Random Polyhedral Cones I: Distributional Results via Gale Duality

TL;DR

This paper derives distributional properties of random polyhedral cones generated by uniform vectors on spheres, revealing symmetries, exact probabilities, and limit laws for face counts, using Gale duality and coupling techniques.

Contribution

It introduces new distributional results for random cones, including symmetry of moments, probability of spherical simplices, and face count limit laws, via Gale duality and explicit couplings.

Findings

Symmetry of moments: m(d,k)=m(k,d)

Exact probability of spherical simplices for small n

Limit distribution of face counts as dimension grows

Abstract

Let $U_1,\ldots,U_n$ be independent random vectors uniformly distributed on the unit sphere $\mathbb S^{d-1}\subseteq\mathbb R^d$, where $n\ge d$, and consider the random polyhedral cone \[ \mathcal W_{n,d}:=\mathop{\mathrm{pos}} (U_1,\ldots,U_n) = \{\lambda_1 U_1+ \ldots + \lambda_n U_n: \lambda_1\geq 0, \ldots, \lambda_n \geq 0\}. \] We establish several distributional results for $\mathcal W_{n,d}$ and the associated spherical polytope $\mathcal W_{n,d}\cap\mathbb S^{d-1}$. Our main contributions include: (i) Let $\alpha_d$ denote the solid angle of $\mathcal W_{d,d}$ and write $m(d,k):=\mathbb E[\alpha_d^k]$ for its $k$-th moment.
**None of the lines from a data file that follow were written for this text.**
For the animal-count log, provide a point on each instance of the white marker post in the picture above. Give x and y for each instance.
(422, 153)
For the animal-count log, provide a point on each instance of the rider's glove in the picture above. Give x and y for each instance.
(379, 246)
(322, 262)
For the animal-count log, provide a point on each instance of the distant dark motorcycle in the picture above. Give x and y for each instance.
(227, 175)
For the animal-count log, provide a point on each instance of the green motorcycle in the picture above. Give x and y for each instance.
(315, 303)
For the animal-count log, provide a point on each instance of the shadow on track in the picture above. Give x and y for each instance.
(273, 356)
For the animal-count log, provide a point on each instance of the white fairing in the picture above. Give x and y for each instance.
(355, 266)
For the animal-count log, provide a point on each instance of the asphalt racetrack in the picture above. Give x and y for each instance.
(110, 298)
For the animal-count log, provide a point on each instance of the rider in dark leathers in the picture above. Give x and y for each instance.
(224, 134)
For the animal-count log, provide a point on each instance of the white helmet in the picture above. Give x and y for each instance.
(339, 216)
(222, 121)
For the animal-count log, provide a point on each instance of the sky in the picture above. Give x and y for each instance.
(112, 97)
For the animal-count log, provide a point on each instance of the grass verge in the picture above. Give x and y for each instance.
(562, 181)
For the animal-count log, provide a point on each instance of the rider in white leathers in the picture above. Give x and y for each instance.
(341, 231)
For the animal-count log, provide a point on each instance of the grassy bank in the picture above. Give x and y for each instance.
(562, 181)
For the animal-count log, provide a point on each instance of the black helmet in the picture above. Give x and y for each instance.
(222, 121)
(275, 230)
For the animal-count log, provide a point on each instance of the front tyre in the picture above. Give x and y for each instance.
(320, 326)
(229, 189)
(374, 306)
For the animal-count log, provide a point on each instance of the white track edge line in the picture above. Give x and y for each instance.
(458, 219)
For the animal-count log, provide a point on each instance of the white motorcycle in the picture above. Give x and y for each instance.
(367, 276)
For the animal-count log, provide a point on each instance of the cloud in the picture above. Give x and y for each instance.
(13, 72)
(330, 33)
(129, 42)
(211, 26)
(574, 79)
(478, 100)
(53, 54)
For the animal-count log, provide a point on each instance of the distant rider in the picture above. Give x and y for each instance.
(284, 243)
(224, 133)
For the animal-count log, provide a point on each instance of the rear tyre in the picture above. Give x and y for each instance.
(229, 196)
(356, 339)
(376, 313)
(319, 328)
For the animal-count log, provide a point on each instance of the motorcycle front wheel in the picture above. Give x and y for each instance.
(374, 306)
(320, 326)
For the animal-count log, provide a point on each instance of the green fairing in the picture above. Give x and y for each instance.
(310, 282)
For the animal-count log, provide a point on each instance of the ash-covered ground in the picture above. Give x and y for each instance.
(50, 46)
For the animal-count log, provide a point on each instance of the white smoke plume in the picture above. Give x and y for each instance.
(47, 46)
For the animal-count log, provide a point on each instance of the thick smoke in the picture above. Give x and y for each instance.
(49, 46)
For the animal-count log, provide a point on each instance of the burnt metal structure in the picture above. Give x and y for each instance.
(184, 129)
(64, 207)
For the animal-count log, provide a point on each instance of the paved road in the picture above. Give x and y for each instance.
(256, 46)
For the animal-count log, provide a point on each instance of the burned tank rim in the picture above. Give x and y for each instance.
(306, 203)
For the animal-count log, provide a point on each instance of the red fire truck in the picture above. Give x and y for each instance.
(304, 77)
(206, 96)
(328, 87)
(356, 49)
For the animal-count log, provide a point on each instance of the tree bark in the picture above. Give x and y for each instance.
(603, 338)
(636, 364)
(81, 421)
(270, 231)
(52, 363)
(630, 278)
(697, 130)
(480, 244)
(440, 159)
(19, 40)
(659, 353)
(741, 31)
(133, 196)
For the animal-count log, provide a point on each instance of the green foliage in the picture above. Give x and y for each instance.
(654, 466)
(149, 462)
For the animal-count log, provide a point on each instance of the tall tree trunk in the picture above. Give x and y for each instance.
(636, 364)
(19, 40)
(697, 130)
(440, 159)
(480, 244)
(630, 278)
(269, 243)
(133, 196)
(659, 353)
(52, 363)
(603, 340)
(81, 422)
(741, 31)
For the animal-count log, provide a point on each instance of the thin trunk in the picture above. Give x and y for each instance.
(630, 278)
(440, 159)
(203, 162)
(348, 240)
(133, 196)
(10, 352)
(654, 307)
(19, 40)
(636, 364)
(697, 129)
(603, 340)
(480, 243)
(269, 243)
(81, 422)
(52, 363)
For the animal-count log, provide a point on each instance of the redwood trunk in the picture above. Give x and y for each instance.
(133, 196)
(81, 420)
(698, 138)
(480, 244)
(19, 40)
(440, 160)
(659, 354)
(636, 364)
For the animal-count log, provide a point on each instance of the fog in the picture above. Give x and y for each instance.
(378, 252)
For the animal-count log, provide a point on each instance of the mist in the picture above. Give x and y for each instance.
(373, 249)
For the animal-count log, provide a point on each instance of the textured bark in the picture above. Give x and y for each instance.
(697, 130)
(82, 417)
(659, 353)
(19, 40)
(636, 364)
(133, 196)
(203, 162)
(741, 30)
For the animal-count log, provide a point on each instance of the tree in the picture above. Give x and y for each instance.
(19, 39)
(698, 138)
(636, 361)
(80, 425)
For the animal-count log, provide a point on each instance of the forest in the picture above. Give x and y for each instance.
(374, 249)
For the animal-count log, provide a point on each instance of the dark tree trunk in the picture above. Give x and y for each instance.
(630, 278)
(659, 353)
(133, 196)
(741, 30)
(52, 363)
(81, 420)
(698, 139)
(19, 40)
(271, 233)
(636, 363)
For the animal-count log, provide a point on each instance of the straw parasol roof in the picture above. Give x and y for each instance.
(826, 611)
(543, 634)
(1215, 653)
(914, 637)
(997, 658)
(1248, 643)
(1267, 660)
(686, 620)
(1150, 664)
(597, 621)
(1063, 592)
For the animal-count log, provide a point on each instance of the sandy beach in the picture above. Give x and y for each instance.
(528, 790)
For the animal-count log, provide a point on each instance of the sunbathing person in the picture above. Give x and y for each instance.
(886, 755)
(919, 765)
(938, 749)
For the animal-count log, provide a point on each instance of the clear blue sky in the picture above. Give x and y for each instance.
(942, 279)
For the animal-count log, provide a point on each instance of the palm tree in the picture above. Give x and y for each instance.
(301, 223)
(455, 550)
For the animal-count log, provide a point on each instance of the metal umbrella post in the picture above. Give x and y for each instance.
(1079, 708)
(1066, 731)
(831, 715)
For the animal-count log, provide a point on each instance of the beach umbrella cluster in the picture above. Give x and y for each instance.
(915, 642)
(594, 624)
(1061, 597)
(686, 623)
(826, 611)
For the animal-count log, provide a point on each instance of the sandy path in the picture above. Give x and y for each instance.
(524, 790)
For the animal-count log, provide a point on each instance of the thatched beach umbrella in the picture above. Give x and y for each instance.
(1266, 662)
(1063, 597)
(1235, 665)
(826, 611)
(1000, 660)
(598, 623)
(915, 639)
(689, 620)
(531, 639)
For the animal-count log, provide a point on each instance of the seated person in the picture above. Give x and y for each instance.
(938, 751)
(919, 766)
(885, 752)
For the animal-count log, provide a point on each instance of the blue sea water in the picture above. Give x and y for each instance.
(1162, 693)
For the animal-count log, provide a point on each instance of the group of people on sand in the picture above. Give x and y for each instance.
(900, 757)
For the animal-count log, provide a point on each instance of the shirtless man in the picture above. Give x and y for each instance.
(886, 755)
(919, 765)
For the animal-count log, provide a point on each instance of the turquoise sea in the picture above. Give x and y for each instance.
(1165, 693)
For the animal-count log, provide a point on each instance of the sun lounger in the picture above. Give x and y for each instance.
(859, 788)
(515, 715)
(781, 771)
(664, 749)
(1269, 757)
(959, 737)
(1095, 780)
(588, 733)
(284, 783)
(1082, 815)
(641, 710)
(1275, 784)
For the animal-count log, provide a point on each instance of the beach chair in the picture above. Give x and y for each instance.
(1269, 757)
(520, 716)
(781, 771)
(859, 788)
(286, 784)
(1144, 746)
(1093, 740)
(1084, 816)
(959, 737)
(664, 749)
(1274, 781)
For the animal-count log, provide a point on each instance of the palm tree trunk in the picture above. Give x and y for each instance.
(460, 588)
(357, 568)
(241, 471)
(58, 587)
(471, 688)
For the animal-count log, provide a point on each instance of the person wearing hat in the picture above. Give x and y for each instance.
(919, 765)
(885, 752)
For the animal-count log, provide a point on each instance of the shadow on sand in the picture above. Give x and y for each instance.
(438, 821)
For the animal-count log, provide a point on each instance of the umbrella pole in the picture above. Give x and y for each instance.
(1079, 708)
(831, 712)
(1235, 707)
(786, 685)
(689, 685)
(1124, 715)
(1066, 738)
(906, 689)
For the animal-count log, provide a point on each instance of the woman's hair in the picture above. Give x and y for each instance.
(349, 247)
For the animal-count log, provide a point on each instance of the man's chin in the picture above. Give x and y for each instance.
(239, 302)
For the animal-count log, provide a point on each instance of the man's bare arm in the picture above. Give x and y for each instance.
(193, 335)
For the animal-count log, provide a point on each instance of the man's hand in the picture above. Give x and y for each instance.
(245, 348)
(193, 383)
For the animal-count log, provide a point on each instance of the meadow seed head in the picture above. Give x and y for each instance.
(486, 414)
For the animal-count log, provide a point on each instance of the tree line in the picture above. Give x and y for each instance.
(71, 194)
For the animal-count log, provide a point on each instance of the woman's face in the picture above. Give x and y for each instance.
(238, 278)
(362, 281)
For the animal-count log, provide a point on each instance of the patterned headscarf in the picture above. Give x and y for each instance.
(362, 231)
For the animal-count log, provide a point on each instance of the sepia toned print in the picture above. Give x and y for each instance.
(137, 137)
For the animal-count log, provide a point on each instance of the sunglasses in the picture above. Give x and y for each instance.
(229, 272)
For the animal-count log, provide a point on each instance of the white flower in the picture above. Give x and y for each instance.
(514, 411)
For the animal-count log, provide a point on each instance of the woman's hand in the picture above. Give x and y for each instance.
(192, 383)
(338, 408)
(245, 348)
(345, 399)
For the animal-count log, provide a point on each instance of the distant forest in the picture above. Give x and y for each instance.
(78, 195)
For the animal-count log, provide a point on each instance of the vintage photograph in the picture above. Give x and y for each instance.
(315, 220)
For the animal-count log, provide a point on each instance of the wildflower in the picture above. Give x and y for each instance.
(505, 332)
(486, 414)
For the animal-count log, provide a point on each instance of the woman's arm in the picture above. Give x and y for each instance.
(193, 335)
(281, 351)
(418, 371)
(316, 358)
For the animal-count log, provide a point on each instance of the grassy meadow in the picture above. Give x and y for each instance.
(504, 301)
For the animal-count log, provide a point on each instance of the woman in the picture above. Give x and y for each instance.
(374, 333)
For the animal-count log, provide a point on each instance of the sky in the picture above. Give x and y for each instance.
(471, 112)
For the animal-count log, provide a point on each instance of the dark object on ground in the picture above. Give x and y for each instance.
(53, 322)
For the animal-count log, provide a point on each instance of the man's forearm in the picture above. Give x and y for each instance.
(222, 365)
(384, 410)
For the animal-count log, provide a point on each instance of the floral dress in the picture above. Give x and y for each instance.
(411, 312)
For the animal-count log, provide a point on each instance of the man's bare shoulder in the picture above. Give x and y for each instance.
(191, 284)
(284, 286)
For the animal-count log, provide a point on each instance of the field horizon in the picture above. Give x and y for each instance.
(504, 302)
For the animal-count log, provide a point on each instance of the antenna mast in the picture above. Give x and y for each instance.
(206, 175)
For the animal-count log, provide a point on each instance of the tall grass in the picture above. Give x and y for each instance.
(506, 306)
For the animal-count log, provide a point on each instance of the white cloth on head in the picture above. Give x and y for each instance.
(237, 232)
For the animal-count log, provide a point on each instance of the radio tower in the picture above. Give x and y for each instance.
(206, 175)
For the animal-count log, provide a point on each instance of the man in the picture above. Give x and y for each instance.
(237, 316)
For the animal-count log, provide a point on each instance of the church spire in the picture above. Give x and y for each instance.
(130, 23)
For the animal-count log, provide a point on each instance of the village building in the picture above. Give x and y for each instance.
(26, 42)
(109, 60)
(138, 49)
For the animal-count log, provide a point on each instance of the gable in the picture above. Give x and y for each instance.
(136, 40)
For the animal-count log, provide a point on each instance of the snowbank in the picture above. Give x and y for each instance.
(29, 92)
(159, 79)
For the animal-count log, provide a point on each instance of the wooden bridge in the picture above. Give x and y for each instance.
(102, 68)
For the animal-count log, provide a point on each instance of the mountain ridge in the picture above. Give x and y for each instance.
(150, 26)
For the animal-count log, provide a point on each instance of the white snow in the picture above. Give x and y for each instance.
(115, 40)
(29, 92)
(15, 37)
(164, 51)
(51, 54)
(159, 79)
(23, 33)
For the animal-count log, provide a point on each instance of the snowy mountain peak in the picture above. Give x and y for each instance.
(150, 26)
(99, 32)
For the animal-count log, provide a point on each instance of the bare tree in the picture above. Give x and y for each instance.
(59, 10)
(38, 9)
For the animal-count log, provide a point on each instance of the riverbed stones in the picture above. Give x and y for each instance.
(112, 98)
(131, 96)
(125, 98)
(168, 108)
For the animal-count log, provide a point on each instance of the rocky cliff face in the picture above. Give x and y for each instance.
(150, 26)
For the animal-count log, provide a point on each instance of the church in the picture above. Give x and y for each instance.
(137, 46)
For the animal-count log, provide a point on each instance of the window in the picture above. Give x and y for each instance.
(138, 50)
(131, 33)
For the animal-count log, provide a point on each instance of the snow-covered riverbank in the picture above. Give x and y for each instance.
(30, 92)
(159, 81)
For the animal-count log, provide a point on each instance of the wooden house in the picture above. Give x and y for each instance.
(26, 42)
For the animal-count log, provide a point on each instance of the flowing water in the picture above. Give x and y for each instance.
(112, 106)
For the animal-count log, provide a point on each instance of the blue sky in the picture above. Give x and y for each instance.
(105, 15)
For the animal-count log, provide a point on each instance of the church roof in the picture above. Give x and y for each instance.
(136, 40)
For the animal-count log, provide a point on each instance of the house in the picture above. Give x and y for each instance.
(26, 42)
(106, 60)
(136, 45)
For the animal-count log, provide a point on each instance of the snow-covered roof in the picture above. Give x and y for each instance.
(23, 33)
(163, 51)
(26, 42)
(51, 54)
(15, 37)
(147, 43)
We prove the symmetry $m(d,k)=m(k,d)$. As an application, we compute $\mathop{\mathrm{Var}}[\alpha_d]=2^{-d}(d+1)^{-1}-4^{-d}$ and derive a closed formula for the third moment. (ii) For $n=d+1,d+2,d+3$ we determine the probability that $\mathcal W_{n,d}\cap\mathbb S^{d-1}$ is a spherical simplex, a spherical analogue of the classical Sylvester problem. In the case $n=d+2$ we also determine the distribution of the number of vertices of $\mathcal W_{d+2,d}\cap\mathbb S^{d-1}$. (iii) Let $f_\ell(\mathcal W_{n,d})$ denote the number of $\ell$-dimensional faces of $\mathcal W_{n,d}$. We prove a distributional limit theorem for $f_\ell(\mathcal W_{n,d})$ in the regime $n=d+k$ and $\ell=d-q$, where $k,q\in\mathbb N$ are fixed and $d\to\infty$. The limit law is a weighted sum of independent chi squared variables, with weights given by explicit eigenvalues of a convolution operator on the sphere. A unifying ingredient is an explicit coupling producing i.i.d. uniform vectors $U_1,\ldots,U_n\in\mathbb S^{d-1}$ together with i.i.d. uniform vectors $V_1,\ldots,V_n\in\mathbb S^{n-d-1}$ whose associated oriented matroids are Gale dual.